Ook op het vlak van ‘de onderhandelingen’ tussen Israel en de PNA – waarbij het de Palestijnen vrijstond om in te stemmen met wat Israel voor hen had bedacht – zijn de zaken spoedig vastgelopen. Herhaaldelijk ingrijpen van Washington, soms in de vorm van het organiseren van met veel mediaspektakel omgeven topoverleg in de Verenigde Staten of in de regio, heeft daaraan weinig kunnen veranderen.
Toen in deze context in 2000 opnieuw een Palestijnse volksopstand uitbrak – de Tweede Intifada – die Israel vervolgens met bruut geweld heeft neergeslagen, was de malaise compleet. Hoewel ‘Oslo’ morsdood was, leken EU-staten dit te willen ontkennen. In plaats van een aantal fundamentele vragen over ‘Oslo’ op te werpen en – om te beginnen – de voortgaande Israelische territoriale expansie in de vorm van de nederzettingenpolitiek een halt toe te roepen, is men met de Verenigde Staten op de ingeslagen weg voortgegaan.
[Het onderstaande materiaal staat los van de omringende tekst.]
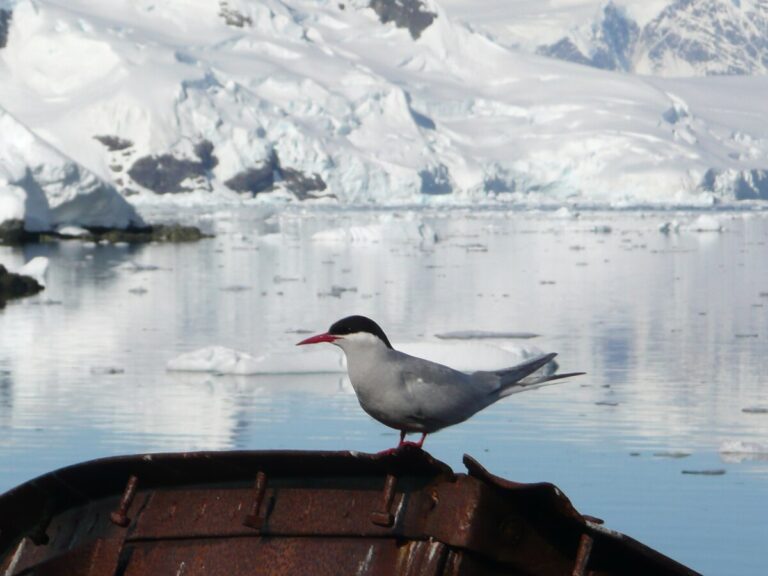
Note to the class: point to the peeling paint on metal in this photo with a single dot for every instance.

Om te voorkomen dat Palestijnen zich massaal van ‘Oslo’ afkeerden, in het verlengde waarvan de PNA ineen zou storten, is nadien de Palestijnse economie met Europese (en Arabische) noodhulp draaiend gehouden (alleen al tussen 2004 en 2010 ontving de PNA van de EU 2,9 miljard euro).
Politieke onenigheid tussen de nationalistisch georiënteerde FATAH en de tijdens de eerste Palestijnse volksopstand opgekomen, islamistische HAMAS, draaide in 2007 in de Strook van Gaza op een keiharde confrontatie. Dat gebeurde nadat FATAH met steun van de Verenigde Staten daar een mislukte staatsgreep had gepleegd tegen de wettig gekozen en door HAMAS geleide PNA-regering. Het gevolg was, dat de Westelijke Jordaanoever (in handen van FATAH) en de Strook van Gaza (in handen van HAMAS) feitelijk van elkaar gescheiden raakten. In een poging de aanhang voor de FATAH-regering op de Westelijke Jordaanoever, ten koste van die van HAMAS in de Strook van Gaza, te vergroten, zijn EU-staten nadien financieel ruim over de brug gekomen om de begroting van de FATAH-regering sluitend te houden. Israel leverde zijn aandeel door de Strook van Gaza, die het twee jaar daarvoor had ontruimd, aan een algehele blokkade te onderwerpen – een collectieve strafmaatregel die eveneens een schending van de Vierde Conventie van Genève vormt (en daarmee een oorlogsmisdaad is). Regeringen van diverse EU-staten steunden de blokkade. De jaren daarop zou als gevolg van de blokkade plus drie verwoestende militaire offensieven door Israel in vijf jaar tijd (2008-2009, 2012 en 2014) in de Strook van Gaza een humanitaire noodsituatie ontstaan.